I have a data set that looks like this:
library(tidyverse)
data <- tibble(id = 1:10,
vectors = list(rnorm(25)))
# A tibble: 25 x 2
id vectors
<int> <list>
1 1 <dbl [25]>
2 2 <dbl [25]>
3 3 <dbl [25]>
4 4 <dbl [25]>
5 5 <dbl [25]>
6 6 <dbl [25]>
7 7 <dbl [25]>
8 8 <dbl [25]>
9 9 <dbl [25]>
10 10 <dbl [25]>
I'd like to use this data set to find cosine similarity where each row represents a document. The cosine
function from the lsa
package seems like a good/easy way to do this, however I would need each document represented as a column. I'd like to simply to do data %>% t()
to get my desired result, but that's not working. I've also tried "spreading" the list column first using unest
and spread
. I've also tried flatten
to no avail. The first line of my desired output would look something like:
1 2 3 4 5 6 7 8 9 10
0.1 0.3 0.7 0.3 0.1 0.1 0.3 0.7 0.3 0.1
If there's a function from another package that handles data in this format I would by all means just use that instead though at this point I would like to figure this out from a curiosity standpoint. I've looked at R - list to data frame, but I'm not sure how I can apply that to this situation.

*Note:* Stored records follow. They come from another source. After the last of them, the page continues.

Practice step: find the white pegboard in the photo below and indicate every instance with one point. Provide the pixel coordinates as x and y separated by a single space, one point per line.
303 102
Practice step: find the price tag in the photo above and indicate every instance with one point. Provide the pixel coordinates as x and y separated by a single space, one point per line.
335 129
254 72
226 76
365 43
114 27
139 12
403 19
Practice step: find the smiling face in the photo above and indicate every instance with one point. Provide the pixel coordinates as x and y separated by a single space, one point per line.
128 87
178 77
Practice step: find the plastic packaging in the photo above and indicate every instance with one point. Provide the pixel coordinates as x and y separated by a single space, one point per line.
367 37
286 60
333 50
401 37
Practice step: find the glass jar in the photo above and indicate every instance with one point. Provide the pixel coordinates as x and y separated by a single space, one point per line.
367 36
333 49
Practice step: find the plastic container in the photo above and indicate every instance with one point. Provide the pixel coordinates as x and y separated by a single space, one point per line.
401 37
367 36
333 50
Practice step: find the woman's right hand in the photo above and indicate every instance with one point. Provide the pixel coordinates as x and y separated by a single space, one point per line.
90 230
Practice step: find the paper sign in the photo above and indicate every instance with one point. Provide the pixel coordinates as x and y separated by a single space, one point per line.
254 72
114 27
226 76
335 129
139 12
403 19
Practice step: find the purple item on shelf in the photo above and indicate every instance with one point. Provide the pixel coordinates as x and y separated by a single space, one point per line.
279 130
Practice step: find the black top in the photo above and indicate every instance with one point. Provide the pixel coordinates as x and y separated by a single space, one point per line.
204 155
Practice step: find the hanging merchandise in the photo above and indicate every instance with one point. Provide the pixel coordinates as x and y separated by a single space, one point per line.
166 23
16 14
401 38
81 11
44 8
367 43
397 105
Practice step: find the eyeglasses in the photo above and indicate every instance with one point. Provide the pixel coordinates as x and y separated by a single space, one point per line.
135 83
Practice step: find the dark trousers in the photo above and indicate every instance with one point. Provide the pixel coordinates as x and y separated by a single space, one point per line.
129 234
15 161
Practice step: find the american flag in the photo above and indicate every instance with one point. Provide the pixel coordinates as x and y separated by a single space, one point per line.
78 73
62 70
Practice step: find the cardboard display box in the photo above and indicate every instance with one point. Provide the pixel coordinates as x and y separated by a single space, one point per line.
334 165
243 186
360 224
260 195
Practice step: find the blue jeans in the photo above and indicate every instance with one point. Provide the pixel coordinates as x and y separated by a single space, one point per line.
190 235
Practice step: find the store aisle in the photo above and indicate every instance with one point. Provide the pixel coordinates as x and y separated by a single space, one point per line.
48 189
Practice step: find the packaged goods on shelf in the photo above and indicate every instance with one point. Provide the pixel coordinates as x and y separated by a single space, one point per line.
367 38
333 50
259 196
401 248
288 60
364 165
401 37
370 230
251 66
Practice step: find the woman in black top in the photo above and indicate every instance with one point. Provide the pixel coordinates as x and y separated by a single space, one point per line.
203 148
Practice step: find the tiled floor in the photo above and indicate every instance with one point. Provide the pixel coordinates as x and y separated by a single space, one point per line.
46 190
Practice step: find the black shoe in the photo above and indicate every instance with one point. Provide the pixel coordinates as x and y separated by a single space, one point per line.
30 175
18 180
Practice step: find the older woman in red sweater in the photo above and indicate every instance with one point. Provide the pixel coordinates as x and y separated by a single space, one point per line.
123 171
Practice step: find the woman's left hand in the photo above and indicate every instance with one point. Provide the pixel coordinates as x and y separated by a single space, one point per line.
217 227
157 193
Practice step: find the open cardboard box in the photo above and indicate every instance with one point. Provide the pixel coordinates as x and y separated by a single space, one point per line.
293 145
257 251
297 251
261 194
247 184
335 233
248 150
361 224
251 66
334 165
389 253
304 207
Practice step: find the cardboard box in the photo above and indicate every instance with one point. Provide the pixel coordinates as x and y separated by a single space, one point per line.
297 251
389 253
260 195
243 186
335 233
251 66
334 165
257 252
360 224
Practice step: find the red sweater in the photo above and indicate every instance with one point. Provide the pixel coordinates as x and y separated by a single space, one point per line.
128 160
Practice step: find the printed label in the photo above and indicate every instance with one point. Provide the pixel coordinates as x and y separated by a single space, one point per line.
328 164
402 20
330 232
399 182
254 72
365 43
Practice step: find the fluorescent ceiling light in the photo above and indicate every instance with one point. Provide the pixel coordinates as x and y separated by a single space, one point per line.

The background to this is that I've performed doc2vec in python with gensim but do to our environment in work, if I want to build something interactive for a client it would need to be in R.
require(dplyr)
require(tidyr)
mutate(data,vectors=sapply(vectors, function(x) paste(x,collapse=","))) %>%
separate_rows(vectors,sep=",") %>%
group_by(id) %>%
mutate(numb=row_number(),vectors=as.numeric(vectors)) %>%
spread(key=numb,value=vectors)
# A tibble: 10 x 26
# Groups: id [10]
id `1` `2` `3` `4` `5` `6` `7` `8` `9` `10` `11` `12` `13` `14` `15` `16`
<int> <dbl> <dbl> <dbl> <dbl> <dbl> <dbl> <dbl> <dbl> <dbl> <dbl> <dbl> <dbl> <dbl> <dbl> <dbl> <dbl>
1 1 1.46 0.140 0.209 -3.04 -0.487 -1.09 0.0579 1.10 -0.0256 0.515 0.990 0.303 -0.930 0.0840 0.527 0.0159
2 2 1.46 0.140 0.209 -3.04 -0.487 -1.09 0.0579 1.10 -0.0256 0.515 0.990 0.303 -0.930 0.0840 0.527 0.0159
3 3 1.46 0.140 0.209 -3.04 -0.487 -1.09 0.0579 1.10 -0.0256 0.515 0.990 0.303 -0.930 0.0840 0.527 0.0159
4 4 1.46 0.140 0.209 -3.04 -0.487 -1.09 0.0579 1.10 -0.0256 0.515 0.990 0.303 -0.930 0.0840 0.527 0.0159
5 5 1.46 0.140 0.209 -3.04 -0.487 -1.09 0.0579 1.10 -0.0256 0.515 0.990 0.303 -0.930 0.0840 0.527 0.0159
6 6 1.46 0.140 0.209 -3.04 -0.487 -1.09 0.0579 1.10 -0.0256 0.515 0.990 0.303 -0.930 0.0840 0.527 0.0159
7 7 1.46 0.140 0.209 -3.04 -0.487 -1.09 0.0579 1.10 -0.0256 0.515 0.990 0.303 -0.930 0.0840 0.527 0.0159
8 8 1.46 0.140 0.209 -3.04 -0.487 -1.09 0.0579 1.10 -0.0256 0.515 0.990 0.303 -0.930 0.0840 0.527 0.0159
9 9 1.46 0.140 0.209 -3.04 -0.487 -1.09 0.0579 1.10 -0.0256 0.515 0.990 0.303 -0.930 0.0840 0.527 0.0159
10 10 1.46 0.140 0.209 -3.04 -0.487 -1.09 0.0579 1.10 -0.0256 0.515 0.990 0.303 -0.930 0.0840 0.527 0.0159
# ... with 9 more variables: `17` <dbl>, `18` <dbl>, `19` <dbl>, `20` <dbl>, `21` <dbl>, `22` <dbl>, `23` <dbl>,
# `24` <dbl>, `25` <dbl>
I find it's easiest to spread data by first gathering it into a long-data format. We achieve that using separate_rows
. The problem there is that we first need to transform the lists in vectors into something separate_rows
can work with. We do that using paste
with collapse=","
within a sapply (otherwise all the lists will be pasted together).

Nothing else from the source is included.